Halbuki hemen hemen hepsi bayramda çocuklarını memnun edecek bir bayrama kavuşamayacak olmanın ezikliğini hissediyor. Kim istemez yaz mevsiminin başına denk gelen bu bayramda olanakları elverdiğince bir deniz kenarında ya da bir yaylada çocukları ile üç gün de olsa güzel bir tatil yapıp dinlenmeyi. Fakat ne mümkün! Bir eski müteahhit arkadaşla Pazar gün sohbet ediyoruz. Aktif çalıştığı günlerde bir iş hanı yapmış. Bugünlerde iş hanı dan aldığı kira ile mütevazı bir yaşam sürdürmeye çalışıyor. Bu günlerde geçim sıkıntısı çektiğini dile getiriyor. Çünkü iş hanındaki kiracı sayısı üçte b ire inmiş. Mevcut kiracılar da düzenli olarak kira ödemesi yapamıyormuş.
İşte size 2017 yılının şeker bayramına girdiğimiz günlerdeki Türkiye manzarası….! Bir yanda kirasını ödeyemediği için kapanan iş yerleri, iş hanı sahibi olduğu halde kirasını alamadığı için geçim sıkıntısı çeken eski müte-ahhitler, diğer tarafta milletin orasına-burasına koyan günümüz müteahhitleri..

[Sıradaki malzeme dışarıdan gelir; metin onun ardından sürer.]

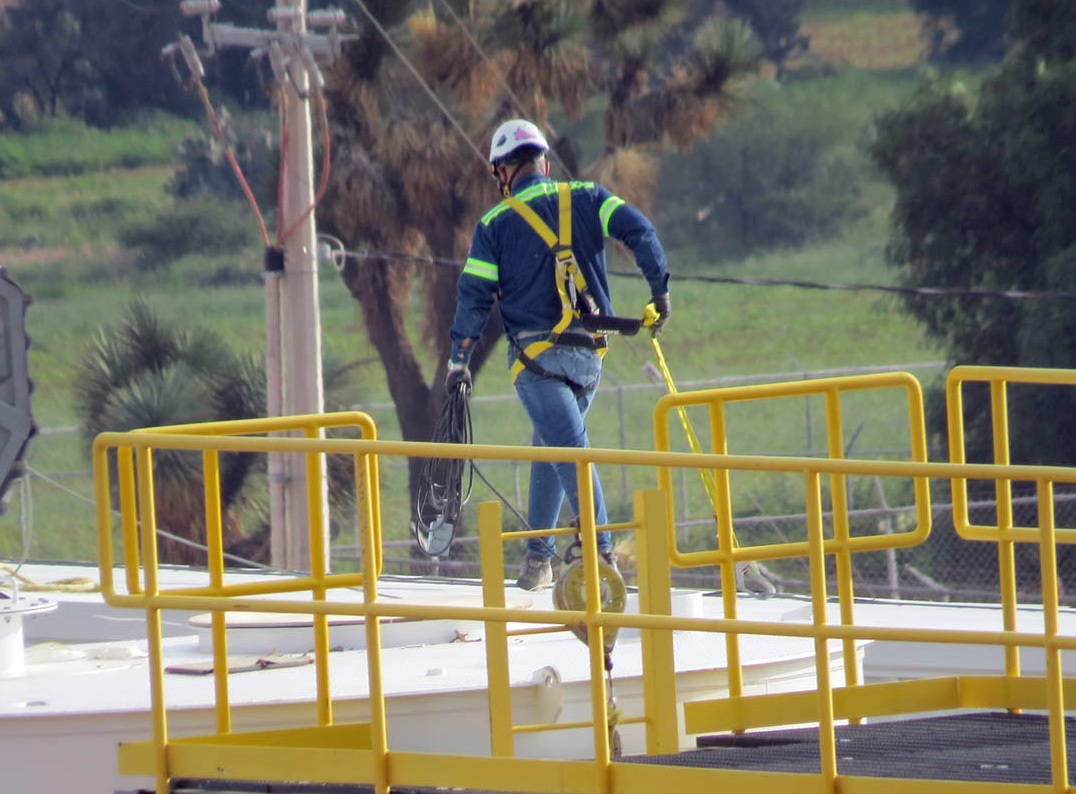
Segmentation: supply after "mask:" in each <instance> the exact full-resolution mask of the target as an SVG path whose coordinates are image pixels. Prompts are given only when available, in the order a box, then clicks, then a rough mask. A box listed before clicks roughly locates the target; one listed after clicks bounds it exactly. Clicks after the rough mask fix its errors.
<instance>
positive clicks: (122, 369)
mask: <svg viewBox="0 0 1076 794" xmlns="http://www.w3.org/2000/svg"><path fill="white" fill-rule="evenodd" d="M264 383H265V375H264V372H263V371H261V367H260V365H259V364H258V363H257V361H255V360H254V359H253V358H251V357H242V356H237V355H236V354H235V353H232V352H231V351H230V350H229V349H228V346H227V345H226V344H225V343H224V341H223V340H222V339H221V337H218V336H217V335H216V334H215V332H213V331H210V330H206V329H189V330H188V329H183V328H180V327H178V326H173V325H170V324H168V323H165V322H162V321H161V320H160V317H159V316H158V315H157V314H156V312H155V311H153V309H151V308H150V307H148V306H147V304H145V303H144V302H141V301H136V302H133V303H131V304H130V306H129V307H128V309H127V310H126V312H125V314H124V316H123V318H122V321H121V323H119V324H118V325H116V326H114V327H110V328H103V329H102V330H101V331H100V332H99V334H98V337H97V338H96V339H95V341H94V344H93V348H91V350H90V354H89V355H88V356H87V357H86V358H85V359H84V363H83V364H82V366H81V367H80V369H79V372H77V377H76V380H75V403H76V410H77V412H79V416H80V424H81V430H82V435H83V438H84V440H85V441H86V443H87V445H88V444H90V443H93V440H94V438H96V436H97V435H98V434H99V433H103V431H107V430H117V431H125V430H132V429H137V428H140V427H154V426H160V425H173V424H185V423H190V422H210V421H225V420H236V419H250V417H253V416H259V415H261V414H263V413H264V406H265V386H264ZM255 464H256V457H255V456H254V455H252V454H250V453H225V454H223V455H222V456H221V499H222V510H223V513H224V536H225V537H224V541H225V548H226V549H229V548H231V547H233V545H235V544H236V543H238V542H240V541H241V540H243V534H242V529H241V528H240V522H239V515H238V513H237V510H236V508H237V507H238V506H239V505H240V502H241V500H242V494H243V488H244V485H245V484H246V481H247V476H249V474H250V473H251V471H252V469H253V467H254V466H255ZM153 469H154V476H155V480H154V488H155V492H156V504H155V507H156V513H157V524H158V526H159V527H160V528H161V529H165V530H167V531H168V533H169V534H171V535H175V536H179V537H181V538H185V539H188V540H192V541H195V542H197V543H202V544H204V542H206V513H204V509H206V505H204V496H203V490H202V487H201V458H200V456H199V455H198V454H197V453H193V452H165V451H159V452H157V453H156V454H155V455H154V466H153ZM244 545H245V547H246V553H247V554H250V553H251V551H250V545H251V544H250V542H249V541H247V542H245V543H244ZM158 550H159V559H160V562H167V563H179V564H204V563H206V553H204V552H203V551H201V550H199V549H196V548H193V547H190V545H187V544H185V543H183V542H182V541H175V540H171V539H169V538H167V537H164V538H161V539H160V543H159V547H158ZM263 556H265V555H264V553H263Z"/></svg>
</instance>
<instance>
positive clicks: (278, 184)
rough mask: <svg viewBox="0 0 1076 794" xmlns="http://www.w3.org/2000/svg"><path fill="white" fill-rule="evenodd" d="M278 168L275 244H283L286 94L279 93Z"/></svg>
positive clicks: (286, 125)
mask: <svg viewBox="0 0 1076 794" xmlns="http://www.w3.org/2000/svg"><path fill="white" fill-rule="evenodd" d="M280 102H281V104H280V170H279V172H278V174H277V245H278V246H281V245H283V244H284V182H285V180H284V160H285V158H286V156H287V154H286V153H287V109H286V108H285V107H284V105H285V103H286V102H287V95H286V94H285V93H284V91H283V90H282V91H281V93H280Z"/></svg>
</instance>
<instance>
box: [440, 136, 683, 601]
mask: <svg viewBox="0 0 1076 794" xmlns="http://www.w3.org/2000/svg"><path fill="white" fill-rule="evenodd" d="M548 155H549V143H548V142H547V141H546V137H544V136H543V134H542V133H541V131H540V130H539V129H538V127H537V126H535V125H534V124H533V123H530V122H527V120H525V119H521V118H515V119H512V120H509V122H505V123H504V124H501V125H500V126H499V127H498V128H497V130H496V131H495V132H494V134H493V140H492V142H491V145H490V167H491V169H492V171H493V175H494V176H495V178H496V179H497V182H498V184H499V186H500V190H501V194H502V195H504V196H505V200H504V201H501V202H500V203H498V204H496V205H495V207H494V208H493V209H491V210H490V211H489V212H486V213H485V214H484V215H483V216H482V217H481V219H480V221H479V222H478V224H477V225H476V227H475V233H473V236H472V237H471V245H470V252H469V253H468V255H467V261H466V264H465V266H464V269H463V272H462V273H461V275H459V280H458V282H457V286H456V314H455V320H454V322H453V324H452V331H451V336H452V352H451V355H450V359H449V367H448V375H447V378H445V387H447V388H448V389H449V391H450V392H451V391H452V389H453V388H456V387H457V386H458V385H459V384H461V383H462V382H463V383H466V384H467V386H470V383H471V373H470V369H469V366H468V365H469V361H470V358H471V354H472V353H473V351H475V344H476V342H477V341H478V339H479V338H480V337H481V335H482V330H483V328H484V327H485V324H486V321H487V320H489V315H490V311H491V309H492V308H493V304H494V300H495V299H496V300H498V301H499V306H500V316H501V318H502V322H504V325H505V334H506V336H507V338H508V364H509V368H510V369H511V371H512V375H513V378H514V385H515V393H516V395H518V396H519V398H520V401H521V402H522V405H523V408H524V410H525V411H526V413H527V416H528V417H529V419H530V423H532V425H533V429H534V431H533V437H532V443H533V444H534V445H535V446H589V445H590V440H589V439H587V436H586V426H585V424H584V421H585V417H586V412H587V411H589V410H590V408H591V403H592V401H593V399H594V395H595V393H596V391H597V387H598V380H599V378H600V375H601V358H603V356H604V354H605V349H606V338H605V337H604V336H601V335H600V334H595V332H591V331H589V330H586V328H585V327H584V318H586V317H591V318H592V320H593V318H595V317H599V316H613V311H612V303H611V301H610V295H609V283H608V277H607V272H606V256H605V242H604V239H605V238H606V237H609V238H612V239H614V240H620V241H621V242H622V243H624V244H625V245H626V246H627V247H628V250H629V251H631V252H632V254H633V255H634V256H635V260H636V264H637V266H638V267H639V269H640V270H641V271H642V273H643V275H645V277H646V279H647V282H648V283H649V285H650V293H651V295H652V301H651V302H652V306H653V308H654V310H655V313H656V320H655V321H654V322H653V325H652V326H651V332H652V334H657V332H660V331H661V329H662V326H663V325H664V324H665V322H666V321H667V320H668V317H669V312H670V309H669V295H668V278H669V274H668V269H667V267H666V261H665V252H664V251H663V249H662V244H661V242H660V241H659V239H657V235H656V233H655V231H654V227H653V226H652V225H651V223H650V222H649V221H648V219H647V218H646V216H643V215H642V213H640V212H639V211H638V210H637V209H635V208H634V207H632V205H631V204H628V203H626V202H625V201H624V200H623V199H621V198H619V197H618V196H614V195H613V194H611V193H610V192H609V190H607V189H606V188H604V187H601V186H600V185H597V184H595V183H593V182H571V183H555V182H553V181H551V180H550V179H549V159H548ZM566 242H567V243H568V244H567V245H566V244H565V243H566ZM592 325H593V324H592ZM566 495H567V497H568V501H569V502H570V505H571V508H572V510H575V514H576V515H577V516H578V515H579V497H578V483H577V479H576V467H575V464H570V463H549V462H540V460H536V462H534V463H533V464H532V466H530V485H529V494H528V506H527V522H528V524H529V526H530V528H534V529H548V528H552V527H555V526H556V525H557V523H556V522H557V520H558V517H560V513H561V507H562V505H563V502H564V497H565V496H566ZM594 508H595V516H594V520H595V522H596V524H597V525H598V526H601V525H604V524H608V517H607V514H606V505H605V498H604V496H603V493H601V485H600V481H599V480H598V478H597V474H596V473H595V476H594ZM597 544H598V553H599V554H600V556H601V557H603V558H604V559H605V562H606V563H608V564H609V565H612V566H613V567H614V568H615V559H614V557H613V554H612V537H611V535H610V533H608V531H599V533H598V534H597ZM555 555H556V544H555V540H554V538H553V537H552V536H548V537H540V538H529V539H528V540H527V544H526V553H525V555H524V558H523V565H522V568H521V570H520V576H519V580H518V581H516V585H518V586H519V587H521V589H523V590H528V591H529V590H539V589H541V587H544V586H548V585H550V584H552V581H553V570H552V562H551V561H552V557H553V556H555Z"/></svg>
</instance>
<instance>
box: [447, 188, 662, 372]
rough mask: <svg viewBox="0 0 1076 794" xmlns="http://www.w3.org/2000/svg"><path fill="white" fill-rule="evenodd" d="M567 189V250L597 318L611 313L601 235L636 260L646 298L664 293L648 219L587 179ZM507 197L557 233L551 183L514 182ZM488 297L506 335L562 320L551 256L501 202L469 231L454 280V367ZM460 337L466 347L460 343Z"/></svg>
mask: <svg viewBox="0 0 1076 794" xmlns="http://www.w3.org/2000/svg"><path fill="white" fill-rule="evenodd" d="M570 184H571V250H572V252H574V253H575V255H576V261H577V263H578V264H579V268H580V270H581V271H582V274H583V278H584V279H585V280H586V285H587V287H590V290H591V294H592V297H593V298H594V300H595V301H596V302H597V306H598V309H599V311H600V313H601V314H605V315H611V314H613V310H612V303H611V301H610V297H609V282H608V277H607V274H606V256H605V238H606V237H611V238H613V239H615V240H620V241H621V242H623V243H624V244H625V245H627V247H628V249H629V250H631V252H632V254H633V255H634V256H635V261H636V265H638V267H639V269H640V270H641V271H642V273H643V275H646V278H647V282H648V283H649V284H650V292H651V295H654V296H657V295H663V294H665V293H666V292H668V278H669V274H668V268H667V266H666V261H665V252H664V250H663V249H662V244H661V242H660V241H659V239H657V235H656V232H655V231H654V227H653V226H652V225H651V223H650V222H649V221H648V219H647V217H646V216H645V215H643V214H642V213H641V212H639V211H638V210H636V209H635V208H634V207H632V205H631V204H628V203H626V202H625V201H624V200H623V199H621V198H620V197H618V196H614V195H612V194H611V193H609V190H607V189H606V188H604V187H601V186H600V185H597V184H595V183H593V182H572V183H570ZM512 195H513V196H514V197H515V198H518V199H520V200H521V201H523V202H524V203H526V204H527V205H528V207H530V209H533V210H534V211H535V212H536V213H538V215H539V217H541V219H542V221H544V222H546V224H547V225H548V226H549V227H550V229H552V230H553V231H558V229H557V225H558V224H557V208H558V201H557V196H556V183H555V182H552V181H551V180H549V179H548V178H546V176H542V175H541V174H539V173H528V174H525V175H524V176H522V178H520V179H519V180H518V181H516V183H515V185H514V189H513V190H512ZM494 298H499V300H500V315H501V317H504V321H505V331H506V332H507V334H508V336H509V338H511V339H515V338H518V337H520V336H528V335H530V334H541V332H548V331H549V330H551V329H552V328H553V326H554V325H556V323H557V322H558V321H560V320H561V300H560V298H558V297H557V293H556V283H555V280H554V265H553V254H552V251H551V250H550V247H549V246H548V245H547V244H546V242H544V241H543V240H542V239H541V238H540V237H539V236H538V233H537V232H536V231H535V230H534V229H533V228H530V226H529V225H528V224H527V222H526V221H524V219H523V218H522V217H521V216H520V214H519V213H516V212H515V211H514V210H512V209H511V208H510V207H508V205H507V204H505V203H499V204H497V205H495V207H494V208H493V209H492V210H490V211H489V212H487V213H485V215H483V216H482V218H481V219H480V221H479V222H478V224H477V225H476V226H475V233H473V236H472V237H471V246H470V252H469V253H468V255H467V263H466V265H465V266H464V271H463V273H461V274H459V280H458V281H457V283H456V316H455V321H454V322H453V324H452V354H451V360H452V361H453V363H461V364H467V363H468V361H469V360H470V356H471V353H472V352H473V350H475V341H476V340H477V339H478V338H479V337H480V336H481V335H482V329H483V328H485V324H486V321H487V320H489V316H490V310H491V309H492V308H493V301H494ZM465 339H470V340H471V343H470V344H468V345H467V346H461V343H462V342H463V341H464V340H465Z"/></svg>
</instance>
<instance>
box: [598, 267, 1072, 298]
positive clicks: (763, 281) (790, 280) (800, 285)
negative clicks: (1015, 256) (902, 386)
mask: <svg viewBox="0 0 1076 794" xmlns="http://www.w3.org/2000/svg"><path fill="white" fill-rule="evenodd" d="M608 272H609V275H618V277H625V278H636V275H637V274H636V273H631V272H622V271H614V270H610V271H608ZM676 279H677V281H697V282H704V283H711V284H739V285H742V286H794V287H799V288H802V289H844V290H849V292H867V290H870V292H881V293H896V294H898V295H929V296H949V297H964V296H975V297H985V298H1011V299H1017V300H1022V299H1025V298H1062V299H1067V300H1072V299H1076V293H1073V292H1065V290H1062V289H1059V290H1043V289H982V288H980V287H909V286H893V285H887V284H829V283H825V282H817V281H804V280H801V279H745V278H738V277H732V275H677V277H676Z"/></svg>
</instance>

Umarım yaşadığımız ortamdaki bazı gerçekleri görürüz. Kafamızı gömülü olan kumdan kaldırır, biraz sağımıza solumuza bakarız. Bu bayramın bu bağlamda insanların gözlerinin açıldığı, gerçeklerin görüldüğü bir bayram olmasını diliyorum. Hissiyattan uzak, realist insanların arttığı bir bayram olmasını diliyorum. Ülkemiz başta olmak üzere Uzak Doğu’dan Alaska’ya, Kuzey Kutbu’ndan Güney Kutbu’na herkesin hür ve özgürce yaşadığı bir dünya temenni ediyorum.